Chloe is keen to not only get women attending their appointment – which for most women is every three years – but to get the age lowered from 25.

She said: “100 per cent lower the age, I’m quite angry that it’s not at 21.”

Of her own diagnosis, the Ex on the Beach star added: “They [the doctors] panicked, I saw it in their faces that they panicked with how severe it was. If it is that severe, the age needs to be lowered.

“I would say don’t be ignorant, just because Jade’s passing was 10 years ago doesn’t mean women are not being diagnosed every single day.”

Thankfully Chloe had her test results back last month from her operation and she has had no more abnormal cells develop in her cervix, but she has been warned she may struggle to have children.

She said: “It made me have to have a chat with my boyfriend Grant about having babies sooner as obviously I may not have a cervix left.

Chloe, seen here with sister Lauren, is more at risk of miscarriage or premature birth if she were to get pregnant
The Mega Agency


Cervical smear tests explained

  • Cervical screening (a smear test) checks the health of your cervix.

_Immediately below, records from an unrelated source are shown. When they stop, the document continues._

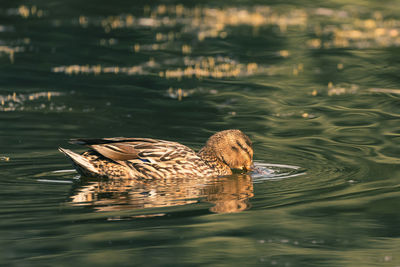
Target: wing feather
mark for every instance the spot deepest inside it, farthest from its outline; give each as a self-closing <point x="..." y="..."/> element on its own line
<point x="136" y="150"/>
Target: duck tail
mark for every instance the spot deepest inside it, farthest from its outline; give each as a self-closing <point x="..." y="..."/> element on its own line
<point x="82" y="164"/>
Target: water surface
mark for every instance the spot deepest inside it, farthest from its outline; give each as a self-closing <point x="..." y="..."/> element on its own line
<point x="315" y="86"/>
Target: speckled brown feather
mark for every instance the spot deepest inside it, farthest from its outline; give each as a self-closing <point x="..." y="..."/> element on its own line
<point x="154" y="159"/>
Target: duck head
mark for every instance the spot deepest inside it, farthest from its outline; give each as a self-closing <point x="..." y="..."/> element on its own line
<point x="233" y="148"/>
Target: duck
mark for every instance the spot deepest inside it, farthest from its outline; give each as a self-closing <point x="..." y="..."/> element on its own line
<point x="145" y="158"/>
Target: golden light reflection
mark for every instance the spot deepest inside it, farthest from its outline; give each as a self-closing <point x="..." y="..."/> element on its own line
<point x="227" y="194"/>
<point x="14" y="101"/>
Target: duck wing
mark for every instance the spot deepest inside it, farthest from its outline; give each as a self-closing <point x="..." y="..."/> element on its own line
<point x="144" y="149"/>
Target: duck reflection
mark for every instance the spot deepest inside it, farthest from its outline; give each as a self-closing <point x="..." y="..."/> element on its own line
<point x="228" y="194"/>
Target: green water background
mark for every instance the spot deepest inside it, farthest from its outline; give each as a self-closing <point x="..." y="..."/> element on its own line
<point x="314" y="84"/>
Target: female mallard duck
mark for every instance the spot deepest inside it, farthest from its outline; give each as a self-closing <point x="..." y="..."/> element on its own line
<point x="154" y="159"/>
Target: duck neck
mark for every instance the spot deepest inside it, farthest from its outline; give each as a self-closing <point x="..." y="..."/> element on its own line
<point x="211" y="159"/>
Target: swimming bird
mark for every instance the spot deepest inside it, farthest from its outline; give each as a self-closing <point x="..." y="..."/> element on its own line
<point x="147" y="158"/>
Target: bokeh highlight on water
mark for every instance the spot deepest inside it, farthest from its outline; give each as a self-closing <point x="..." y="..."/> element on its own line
<point x="314" y="85"/>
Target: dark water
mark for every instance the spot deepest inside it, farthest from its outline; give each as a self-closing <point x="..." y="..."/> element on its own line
<point x="315" y="86"/>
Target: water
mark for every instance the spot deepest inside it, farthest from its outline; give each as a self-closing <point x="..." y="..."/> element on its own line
<point x="315" y="86"/>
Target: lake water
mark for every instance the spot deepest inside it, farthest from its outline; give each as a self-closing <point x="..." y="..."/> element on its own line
<point x="316" y="86"/>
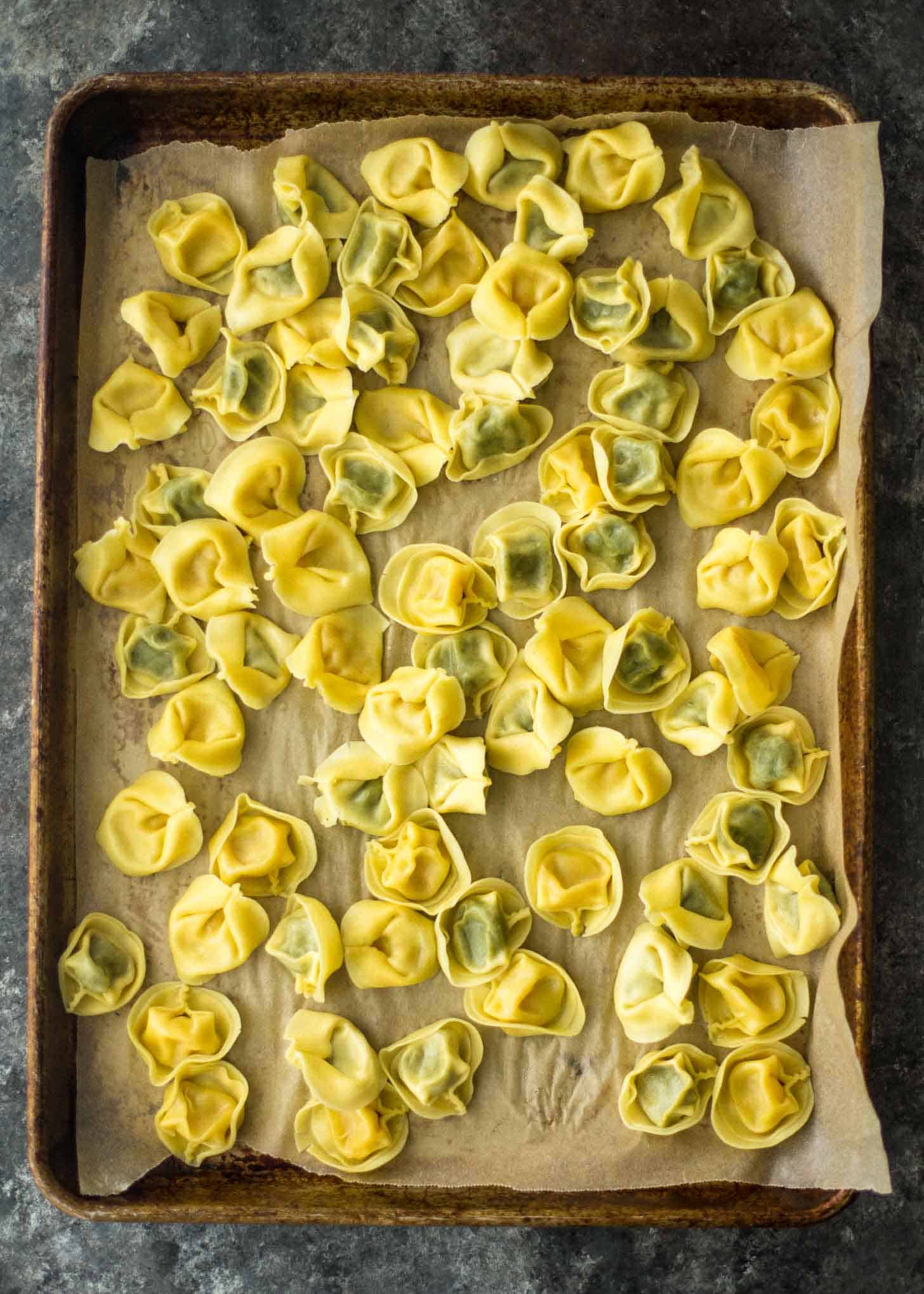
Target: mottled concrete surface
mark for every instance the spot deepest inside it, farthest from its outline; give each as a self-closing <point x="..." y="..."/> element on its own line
<point x="874" y="53"/>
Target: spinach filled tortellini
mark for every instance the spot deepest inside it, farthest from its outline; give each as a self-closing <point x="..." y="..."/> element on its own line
<point x="387" y="945"/>
<point x="652" y="984"/>
<point x="103" y="966"/>
<point x="668" y="1091"/>
<point x="263" y="850"/>
<point x="574" y="880"/>
<point x="611" y="774"/>
<point x="214" y="928"/>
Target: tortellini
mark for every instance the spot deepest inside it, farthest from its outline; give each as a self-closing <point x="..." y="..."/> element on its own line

The cervix is the opening to your womb from your vagina.
  • It’s not a test for cancer, it’s a test to help prevent cancer.
  • All women and people with a cervix aged 25 to 64 should be invited by letter.
  • During the screening appointment, a small sample of cells will be taken from your cervix.
  • The sample is tested for changes to the cells of your cervix.
  • Finding abnormal changes early means they can be monitored or treated so they do not get a chance to turn into cervical cancer.
  • You’ll get your results by letter, usually in about 2 weeks.

(Information taken from the NHS website

“Getting rid of half the cervix is more likely to cause an early or premature birth as the cervix is what keeps the baby in.

“The doctors warned me ‘If you get past the three months marks you’re not out the woods yet, it’s possible you will have a premature birth’.

“I was in tears for days when they told me but my boyfriend is also quite black and white like me, so we were pragmatic about it and will see what our options are and make decisions if and when we need to.”